Hello, I recently bought a license but I am facing some issues with line breaks during extraction
You can reproduce the issue with this post:
As you can see the < p > line breaks are preserved using makefulltext.php
But using the same post with extract.php the line breaks are lost. Here is the output from extract.php https://pastebin.com/CZPydA22
I tested the solution from this topic but it didn’t work for me Different results in extract.php vs makefulltextfeed.php
How can I fix this issue?
Thanks for reporting this.
By default the extract.php endpoing enables xss filtering, which basically means we run the extracted content through htmLawed with a number of options enabled. I don’t know why that results in
<p> elements being removed.
If you use makefulltextfeed.php, we don’t do this additional step, but if you pass &xss=1 as a paramter, you’ll see the same result:
So it’s something we’ll have to look at.
If you want to disable that in extract.php you’ll have to explicitly set xss to 0:
I’ll update again once we’ve had a chance to figure out what’s going on.
Thanks for the reply,
xss=0 seem to have fixed the issue. I did try it previously and I don’t understand why it didn’t work… maybe just a server-side caching issue
I have another question unrelated to this topic. Is there a way to extract the author name from the press releases posted on prnewswire.com globenewswire.com and newswire.ca?

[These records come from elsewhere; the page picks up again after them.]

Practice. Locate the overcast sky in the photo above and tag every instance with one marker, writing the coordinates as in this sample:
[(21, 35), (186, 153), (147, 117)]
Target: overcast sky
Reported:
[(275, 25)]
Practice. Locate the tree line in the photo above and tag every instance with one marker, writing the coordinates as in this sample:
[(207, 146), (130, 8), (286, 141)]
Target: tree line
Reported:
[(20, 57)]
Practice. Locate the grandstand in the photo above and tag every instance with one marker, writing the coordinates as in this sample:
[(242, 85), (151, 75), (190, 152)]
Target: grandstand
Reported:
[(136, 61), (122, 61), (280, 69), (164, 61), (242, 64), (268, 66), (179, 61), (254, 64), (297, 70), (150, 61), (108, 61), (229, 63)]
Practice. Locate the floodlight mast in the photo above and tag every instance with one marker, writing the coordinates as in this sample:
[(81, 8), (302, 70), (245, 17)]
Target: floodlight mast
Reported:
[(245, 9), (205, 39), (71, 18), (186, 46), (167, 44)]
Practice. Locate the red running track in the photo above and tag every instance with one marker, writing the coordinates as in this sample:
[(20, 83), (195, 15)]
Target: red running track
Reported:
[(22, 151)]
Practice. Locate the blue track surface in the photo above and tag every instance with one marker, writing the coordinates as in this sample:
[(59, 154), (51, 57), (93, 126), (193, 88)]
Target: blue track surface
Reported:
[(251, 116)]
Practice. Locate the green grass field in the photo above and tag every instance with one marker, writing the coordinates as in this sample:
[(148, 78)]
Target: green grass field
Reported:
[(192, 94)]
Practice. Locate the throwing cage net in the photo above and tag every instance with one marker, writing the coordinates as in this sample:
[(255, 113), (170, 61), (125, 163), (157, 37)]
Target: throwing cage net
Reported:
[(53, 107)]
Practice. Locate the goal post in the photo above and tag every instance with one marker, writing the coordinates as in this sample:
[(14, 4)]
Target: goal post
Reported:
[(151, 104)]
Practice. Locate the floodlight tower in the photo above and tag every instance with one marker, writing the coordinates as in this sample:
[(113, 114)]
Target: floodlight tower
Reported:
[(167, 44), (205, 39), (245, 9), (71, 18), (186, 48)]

Example using the same press release https://www.globenewswire.com/news-release/2019/04/09/1801637/0/en/Green-Thumb-Industries-GTI-Announces-Full-Year-2018-Revenue-of-62-5-Million-278-Year-Over-Year-Growth.html
The name of the company can be found in the source code:
meta name=“author” content=“Green Thumb Industries”
property="og:article:author " content=“Green Thumb Industries”
It’s also in the RSS feed contributor field: https://www.globenewswire.com/RssFeed/orgclass/1/feedTitle/GlobeNewswire%20-%20News%20about%20Public%20Companies
The 2 other sites (newswire.ca and prnewswire.com) also have the meta author field with the correct author
Hi, if you have something like this in your HTML…
<meta name=“author” content=“Green Thumb Industries”>
<meta property="og:article:author" content=“Green Thumb Industries”>
You can create a site config file to target the content attribute as follows:
As for the xss parameter sometimes causing failure, I couldn’t reproduce that I’m afraid. The URL you supplied worked fine for me with and without the parameter enabled.